Does the description disclose side effects, auth requirements, rate limits, or destructive behavior?

No annotations are provided, so the description carries the full burden. It describes the extraction and code search behavior but lacks details on permissions, rate limits, error handling, or output format (e.g., structure of returned entities). For a tool with no annotations, this is a significant gap in behavioral disclosure.

Agents need to know what a tool does to the world before calling it. Descriptions should go beyond structured annotations to explain consequences.

Conciseness4/5

Is the description appropriately sized, front-loaded, and free of redundancy?

The description is concise and front-loaded, stating the core purpose in the first sentence. Both sentences earn their place by adding specific entity types and code search details. It could be slightly more structured but avoids redundancy and is efficiently sized.

Shorter descriptions cost fewer tokens and are easier for agents to parse. Every sentence should earn its place.

Completeness2/5

Given the tool's complexity, does the description cover enough for an agent to succeed on first attempt?

Given no annotations and no output schema, the description is incomplete. It explains what the tool does but omits critical behavioral aspects like output structure, error conditions, or limitations. For a tool with 1 parameter and no structured support, more context is needed to be fully helpful to an AI agent.

Complex tools with many parameters or behaviors need more documentation. Simple tools need less. This dimension scales expectations accordingly.

Parameters3/5

Does the description clarify parameter syntax, constraints, interactions, or defaults beyond what the schema provides?

The schema description coverage is 100%, with the single parameter 'query' documented as a natural language query about financial entities. The description adds context by specifying the types of financial entities (e.g., stock, bond) and the code search for stocks/ETFs, but doesn't provide additional syntax or format details beyond what the schema implies. Baseline 3 is appropriate given the high schema coverage.

Input schemas describe structure but not intent. Descriptions should explain non-obvious parameter relationships and valid value ranges.

Purpose4/5

Does the description clearly state what the tool does and how it differs from similar tools?

The description clearly states the tool's purpose: extracting financial entities from a query, identifying their types, and searching for codes for stocks/ETFs. It specifies the resource (financial entities) and verb (extract, search, return). However, it doesn't explicitly differentiate from sibling tools like dashscope_search or tavily_search, which might also process queries.

Agents choose between tools based on descriptions. A clear purpose with a specific verb and resource helps agents select the right tool.

Usage Guidelines2/5

Does the description explain when to use this tool, when not to, or what alternatives exist?
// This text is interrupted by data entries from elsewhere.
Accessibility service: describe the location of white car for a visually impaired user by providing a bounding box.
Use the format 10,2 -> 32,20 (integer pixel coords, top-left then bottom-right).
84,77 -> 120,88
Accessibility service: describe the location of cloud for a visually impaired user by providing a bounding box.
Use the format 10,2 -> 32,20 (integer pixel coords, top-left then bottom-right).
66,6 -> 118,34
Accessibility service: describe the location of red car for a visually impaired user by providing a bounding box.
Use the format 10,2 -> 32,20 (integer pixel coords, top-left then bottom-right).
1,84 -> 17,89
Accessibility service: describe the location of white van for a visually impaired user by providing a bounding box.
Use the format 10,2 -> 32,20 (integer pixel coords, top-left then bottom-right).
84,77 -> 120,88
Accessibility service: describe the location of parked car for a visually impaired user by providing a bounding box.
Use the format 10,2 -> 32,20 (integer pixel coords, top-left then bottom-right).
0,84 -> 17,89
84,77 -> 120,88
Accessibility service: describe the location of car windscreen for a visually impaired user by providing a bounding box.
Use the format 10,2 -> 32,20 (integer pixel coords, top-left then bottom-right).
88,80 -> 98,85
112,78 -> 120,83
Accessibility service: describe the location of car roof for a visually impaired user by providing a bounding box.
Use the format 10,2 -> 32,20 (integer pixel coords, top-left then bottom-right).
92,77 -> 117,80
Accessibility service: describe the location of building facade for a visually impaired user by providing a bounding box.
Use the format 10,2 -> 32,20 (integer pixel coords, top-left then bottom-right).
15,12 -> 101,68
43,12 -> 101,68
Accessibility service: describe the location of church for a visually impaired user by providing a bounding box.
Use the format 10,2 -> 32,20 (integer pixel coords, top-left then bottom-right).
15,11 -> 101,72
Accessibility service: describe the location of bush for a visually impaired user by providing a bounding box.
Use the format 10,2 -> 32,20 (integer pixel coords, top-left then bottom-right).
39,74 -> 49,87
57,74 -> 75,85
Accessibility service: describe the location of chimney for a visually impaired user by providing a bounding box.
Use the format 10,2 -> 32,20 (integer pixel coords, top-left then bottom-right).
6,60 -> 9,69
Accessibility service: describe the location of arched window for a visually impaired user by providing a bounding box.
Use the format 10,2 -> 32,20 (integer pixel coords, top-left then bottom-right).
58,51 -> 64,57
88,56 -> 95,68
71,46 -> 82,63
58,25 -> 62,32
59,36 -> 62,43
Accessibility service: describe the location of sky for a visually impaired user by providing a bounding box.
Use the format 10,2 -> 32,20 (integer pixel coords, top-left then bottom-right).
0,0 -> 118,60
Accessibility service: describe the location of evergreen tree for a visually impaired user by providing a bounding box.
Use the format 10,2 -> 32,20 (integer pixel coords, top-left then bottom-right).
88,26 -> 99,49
The description provides no guidance on when to use this tool versus alternatives. It doesn't mention prerequisites, exclusions (e.g., when not to use it), or compare it to sibling tools like dashscope_search or tavily_search, which might handle similar queries. Usage is implied only by the purpose statement.

Agents often have multiple tools that could apply. Explicit usage guidance like "use X instead of Y when Z" prevents misuse.